Bug 65871
Summary: | Boot panic unless intel_idle.max_cstate=3 disables ATM-C6 - Atom Z530 (Poulsbo) | ||
---|---|---|---|
Product: | Power Management | Reporter: | timo (kernel_tk) |
Component: | intel_idle | Assignee: | Len Brown (lenb) |
Status: | CLOSED DOCUMENTED | ||
Severity: | normal | CC: | aaron.lu, lenb, rjw, tianyu.lan |
Priority: | P1 | ||
Hardware: | i386 | ||
OS: | Linux | ||
Kernel Version: | 3.10.20, 3.12.1 | Subsystem: | |
Regression: | Yes | Bisected commit-id: | |
Attachments: |
kernel 3.10.20 log (panic)
kernel 3.10.20 log (acpi=off, works) lspci -vvvnn acpidump |
Description
timo
2013-11-26 13:10:30 UTC
Created attachment 116181 [details]
kernel 3.10.20 log (acpi=off, works)
Created attachment 116191 [details]
lspci -vvvnn
Created attachment 116201 [details]
acpidump
Please test an upstream kernel: https://www.kernel.org BTW, is there a working kernel or you always need to specify acpi=off?
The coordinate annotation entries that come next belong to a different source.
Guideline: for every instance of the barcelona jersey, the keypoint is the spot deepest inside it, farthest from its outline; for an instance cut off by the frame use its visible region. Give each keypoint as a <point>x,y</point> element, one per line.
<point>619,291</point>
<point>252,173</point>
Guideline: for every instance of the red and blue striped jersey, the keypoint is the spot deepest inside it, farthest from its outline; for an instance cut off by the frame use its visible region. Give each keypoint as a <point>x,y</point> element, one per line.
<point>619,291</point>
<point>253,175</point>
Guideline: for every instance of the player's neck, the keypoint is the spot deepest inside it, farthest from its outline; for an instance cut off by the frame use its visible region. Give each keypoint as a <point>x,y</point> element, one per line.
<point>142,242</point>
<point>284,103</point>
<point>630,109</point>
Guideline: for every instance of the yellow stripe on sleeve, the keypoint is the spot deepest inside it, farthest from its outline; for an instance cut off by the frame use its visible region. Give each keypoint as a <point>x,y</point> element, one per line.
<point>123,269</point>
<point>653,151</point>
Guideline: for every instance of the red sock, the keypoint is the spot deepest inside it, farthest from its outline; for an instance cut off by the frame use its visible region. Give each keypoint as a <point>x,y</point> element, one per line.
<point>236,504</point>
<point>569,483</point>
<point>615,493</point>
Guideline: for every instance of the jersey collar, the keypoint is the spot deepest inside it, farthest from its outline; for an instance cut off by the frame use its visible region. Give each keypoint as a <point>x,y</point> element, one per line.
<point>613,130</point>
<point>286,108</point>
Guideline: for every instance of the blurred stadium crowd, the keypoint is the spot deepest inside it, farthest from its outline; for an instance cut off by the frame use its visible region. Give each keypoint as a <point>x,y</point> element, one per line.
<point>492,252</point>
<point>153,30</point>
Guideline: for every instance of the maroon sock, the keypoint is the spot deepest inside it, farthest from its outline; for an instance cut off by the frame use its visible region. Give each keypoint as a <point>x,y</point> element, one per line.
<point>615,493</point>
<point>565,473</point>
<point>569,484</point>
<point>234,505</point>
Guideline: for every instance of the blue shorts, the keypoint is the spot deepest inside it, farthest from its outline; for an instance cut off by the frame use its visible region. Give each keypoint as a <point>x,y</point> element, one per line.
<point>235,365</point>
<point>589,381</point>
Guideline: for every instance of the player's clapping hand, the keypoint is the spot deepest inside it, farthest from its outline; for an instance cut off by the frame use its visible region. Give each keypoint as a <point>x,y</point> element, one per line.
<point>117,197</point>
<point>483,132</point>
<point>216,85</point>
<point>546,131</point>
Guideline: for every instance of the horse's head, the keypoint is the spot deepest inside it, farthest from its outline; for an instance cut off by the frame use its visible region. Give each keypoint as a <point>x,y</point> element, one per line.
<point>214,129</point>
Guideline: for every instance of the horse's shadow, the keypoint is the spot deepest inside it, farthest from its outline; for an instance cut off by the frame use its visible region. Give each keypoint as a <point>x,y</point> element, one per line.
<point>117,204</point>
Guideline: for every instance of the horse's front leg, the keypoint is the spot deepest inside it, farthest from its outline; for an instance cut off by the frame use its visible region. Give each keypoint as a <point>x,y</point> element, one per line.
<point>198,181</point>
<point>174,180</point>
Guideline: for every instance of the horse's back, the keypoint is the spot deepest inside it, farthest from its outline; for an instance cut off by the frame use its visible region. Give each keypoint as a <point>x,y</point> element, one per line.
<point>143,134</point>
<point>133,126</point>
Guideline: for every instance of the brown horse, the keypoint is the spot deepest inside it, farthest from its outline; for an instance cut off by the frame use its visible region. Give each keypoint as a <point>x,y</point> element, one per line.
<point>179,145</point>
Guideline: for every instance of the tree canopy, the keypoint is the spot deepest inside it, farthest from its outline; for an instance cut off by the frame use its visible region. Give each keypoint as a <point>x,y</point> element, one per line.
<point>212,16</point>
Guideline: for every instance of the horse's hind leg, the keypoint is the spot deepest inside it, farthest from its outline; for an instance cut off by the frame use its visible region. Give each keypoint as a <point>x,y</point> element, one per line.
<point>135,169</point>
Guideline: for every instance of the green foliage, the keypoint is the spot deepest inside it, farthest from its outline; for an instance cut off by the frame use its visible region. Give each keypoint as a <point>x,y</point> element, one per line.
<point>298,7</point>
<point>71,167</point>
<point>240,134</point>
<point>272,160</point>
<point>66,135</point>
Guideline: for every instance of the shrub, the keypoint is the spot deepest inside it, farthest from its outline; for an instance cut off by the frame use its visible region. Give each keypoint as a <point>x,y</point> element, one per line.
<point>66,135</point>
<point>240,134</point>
Exact same issue with kernel 3.12.1, log files almost identical to 3.10.20. Works with "acpi=off"
> Kernel panic - not syncing: Watchdog detected hard LOCKUP on cpu 0
> CPU: 0 PID: 0 Comm: swapper/0 Not tainted 3.12.1-1.el6.elrepo.i686 #1
> c10d7b10 c17c1d34 c155ac54 f58b0800 c17c1d58 c155aa23 c170bc44 c1913840
> 00000000 8baebcb9 f58b0800 c10d7b10 00000000 c17c1d70 c10d7bd6 c170fda8
> 00000000 01085f12 39241a2c c17c1dc4 c110b57f 7fffffff f71bc3f0 c17c1d90
> Call Trace:
> [<c10d7b10>] ? watchdog_nmi_enable+0x150/0x150
> [<c155ac54>] dump_stack+0x41/0x55
> [<c155aa23>] panic+0x87/0x199
> [<c10d7b10>] ? watchdog_nmi_enable+0x150/0x150
> [<c10d7bd6>] watchdog_overflow_callback+0xc6/0xd0
> [<c110b57f>] __perf_event_overflow+0xaf/0x280
> [<c1022bf4>] ? x86_perf_event_set_period+0x134/0x1f0
> [<c110c015>] perf_event_overflow+0x15/0x20
> [<c1029e06>] intel_pmu_handle_irq+0x1d6/0x3b0
> [<c1085f12>] ? sched_clock_local+0xb2/0x190
> [<c1078707>] ? hrtimer_start+0x27/0x30
> [<c10b5902>] ? tick_nohz_stop_sched_tick+0x2e2/0x340
> [<c1560551>] perf_event_nmi_handler+0x31/0x50
> [<c155fc62>] nmi_handle+0x52/0x1a0
> [<c10accd8>] ? ktime_get+0x48/0x100
> [<c10b3fb5>] ? tick_broadcast_oneshot_control+0x85/0x1b0
> [<c155fe93>] default_do_nmi+0x43/0x280
> [<c1058de0>] ? ns_to_timespec+0x40/0x60
> [<c1560184>] do_nmi+0xb4/0xf0
> [<c155f34b>] nmi_stack_correct+0x2f/0x34
> [<c10a3e6c>] ? cpu_idle_loop+0xec/0x1d0
> [<c10a3fb6>] cpu_startup_entry+0x66/0x70
> [<c15545d7>] rest_init+0x67/0x70
> [<c184dc7a>] start_kernel+0x3cd/0x3d3
> [<c184d71e>] ? repair_env_string+0x5b/0x5b
> [<c184d396>] i386_start_kernel+0x139/0x13c
With kernel 2.6.32 the panic does not occur, "acpi=off" is not needed.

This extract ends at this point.